The Measures require a data controller processing personal data of more than 10 million individuals to conduct a self-initiatedcompliance audit of its personal data processing activities (“Self-Initiated Audits“) at least once every two years.
Data controllers below this volume threshold should still conduct Self-Initiated Audits on a regular basis as is already prescribed under the PIPL, as a matter of good governance.
In addition, the CAC or other data regulators may instruct any data controller to conduct an audit (“Regulator-Requested Audits“):
when personal data processing activities are found to involve significant risks, including serious impact on individuals’ rights and interests or a serious lack of security measures;
when processing activities may infringe upon the rights and interests of a large number of individuals; or
following a data security incident involving the leakage, tampering, loss, or damage of personal information of one million or more individuals, or sensitive personal information of 100,000 or more individuals.
The audit report for Regulator-Requested Audits must be submitted to the regulator. The regulator may request data controllers to undertake rectification steps, and a subsequent rectification report must be provided to the regulator within 15 business days of competing the rectification steps.
Data controllers may, if they wish or when requested by the regulator, engage an accredited third party to conduct the audit (but the third party and its affiliates must not conduct more than three such audits in total for the same organisation).
DPOs of data controllers processing personal data of more than one million individuals are responsible for overseeing the audit activities.
Key elements to be audited
The Measures outline a detailed set of key elements to be audited, which offer valuable insights into the detailed compliance steps expected from controllers for compliance with PIPL obligations, and will help organisations to scope their audits. Unsurprisingly, these elements cover every facet of PIPL compliance, spanning the whole data lifecycle.
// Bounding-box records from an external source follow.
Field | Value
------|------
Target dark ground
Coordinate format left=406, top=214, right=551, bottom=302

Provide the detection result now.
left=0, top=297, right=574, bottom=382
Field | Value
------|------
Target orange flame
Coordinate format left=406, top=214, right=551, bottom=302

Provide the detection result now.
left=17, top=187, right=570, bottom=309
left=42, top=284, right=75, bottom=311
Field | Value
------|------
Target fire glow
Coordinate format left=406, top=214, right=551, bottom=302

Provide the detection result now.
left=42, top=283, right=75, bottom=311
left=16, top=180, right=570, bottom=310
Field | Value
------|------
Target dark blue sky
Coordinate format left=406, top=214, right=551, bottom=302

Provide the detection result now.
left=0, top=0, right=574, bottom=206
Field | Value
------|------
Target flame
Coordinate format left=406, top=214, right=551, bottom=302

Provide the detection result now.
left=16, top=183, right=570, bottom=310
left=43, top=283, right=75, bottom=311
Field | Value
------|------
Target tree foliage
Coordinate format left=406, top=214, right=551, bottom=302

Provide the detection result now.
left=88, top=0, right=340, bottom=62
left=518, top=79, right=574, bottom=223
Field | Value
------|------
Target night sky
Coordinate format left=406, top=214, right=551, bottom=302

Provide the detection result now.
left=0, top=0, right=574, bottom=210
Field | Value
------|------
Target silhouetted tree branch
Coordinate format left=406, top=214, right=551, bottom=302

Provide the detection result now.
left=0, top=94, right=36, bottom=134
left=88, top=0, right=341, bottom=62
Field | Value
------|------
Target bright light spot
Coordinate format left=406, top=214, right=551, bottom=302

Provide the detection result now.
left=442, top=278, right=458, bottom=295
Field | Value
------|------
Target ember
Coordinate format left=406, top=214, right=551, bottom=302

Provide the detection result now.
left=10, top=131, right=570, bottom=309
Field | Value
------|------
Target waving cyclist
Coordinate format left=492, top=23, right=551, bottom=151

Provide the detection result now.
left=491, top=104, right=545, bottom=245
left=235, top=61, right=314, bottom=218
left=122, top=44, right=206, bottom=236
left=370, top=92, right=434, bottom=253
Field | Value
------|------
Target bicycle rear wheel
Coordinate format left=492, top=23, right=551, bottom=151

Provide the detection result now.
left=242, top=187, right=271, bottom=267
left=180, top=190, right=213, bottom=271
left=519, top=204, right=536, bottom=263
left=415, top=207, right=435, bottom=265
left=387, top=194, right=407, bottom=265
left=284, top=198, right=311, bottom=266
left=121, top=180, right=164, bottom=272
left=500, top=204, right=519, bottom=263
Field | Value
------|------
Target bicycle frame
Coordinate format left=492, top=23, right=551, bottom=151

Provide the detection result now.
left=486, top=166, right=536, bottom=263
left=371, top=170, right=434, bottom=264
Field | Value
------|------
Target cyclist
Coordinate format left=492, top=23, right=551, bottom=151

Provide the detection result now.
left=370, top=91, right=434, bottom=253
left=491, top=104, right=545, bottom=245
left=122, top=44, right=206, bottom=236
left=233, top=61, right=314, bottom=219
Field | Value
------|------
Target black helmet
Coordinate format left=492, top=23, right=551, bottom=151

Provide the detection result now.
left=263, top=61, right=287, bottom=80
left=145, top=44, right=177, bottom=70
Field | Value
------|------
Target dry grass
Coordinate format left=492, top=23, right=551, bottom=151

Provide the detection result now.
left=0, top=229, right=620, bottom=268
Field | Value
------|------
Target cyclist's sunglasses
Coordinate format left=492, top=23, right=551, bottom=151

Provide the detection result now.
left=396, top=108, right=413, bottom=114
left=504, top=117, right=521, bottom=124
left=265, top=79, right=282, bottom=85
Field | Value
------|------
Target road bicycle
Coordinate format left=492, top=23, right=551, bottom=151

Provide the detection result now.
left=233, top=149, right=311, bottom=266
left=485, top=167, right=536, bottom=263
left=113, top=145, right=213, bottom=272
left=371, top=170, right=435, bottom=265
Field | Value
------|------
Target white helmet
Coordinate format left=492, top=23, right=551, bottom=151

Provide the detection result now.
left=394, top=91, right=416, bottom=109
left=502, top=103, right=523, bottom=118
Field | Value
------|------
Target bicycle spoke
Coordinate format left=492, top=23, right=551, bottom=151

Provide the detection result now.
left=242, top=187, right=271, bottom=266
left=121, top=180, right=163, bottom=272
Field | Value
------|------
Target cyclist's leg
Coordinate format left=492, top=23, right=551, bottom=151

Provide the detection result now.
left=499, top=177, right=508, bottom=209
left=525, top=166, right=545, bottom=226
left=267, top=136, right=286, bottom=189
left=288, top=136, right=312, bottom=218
They include: lawful bases, notice and consent, joint controllership, sharing or disclosing personal data, cross-border data transfers, automated decision-making, image collection/identification equipment, processing publicly available personal data, processing sensitive personal data, retention and deletion, data subject right requests, internal data governance, data incident response, privacy training, Important Platform Providers’ platform rules and CSR reports, etc.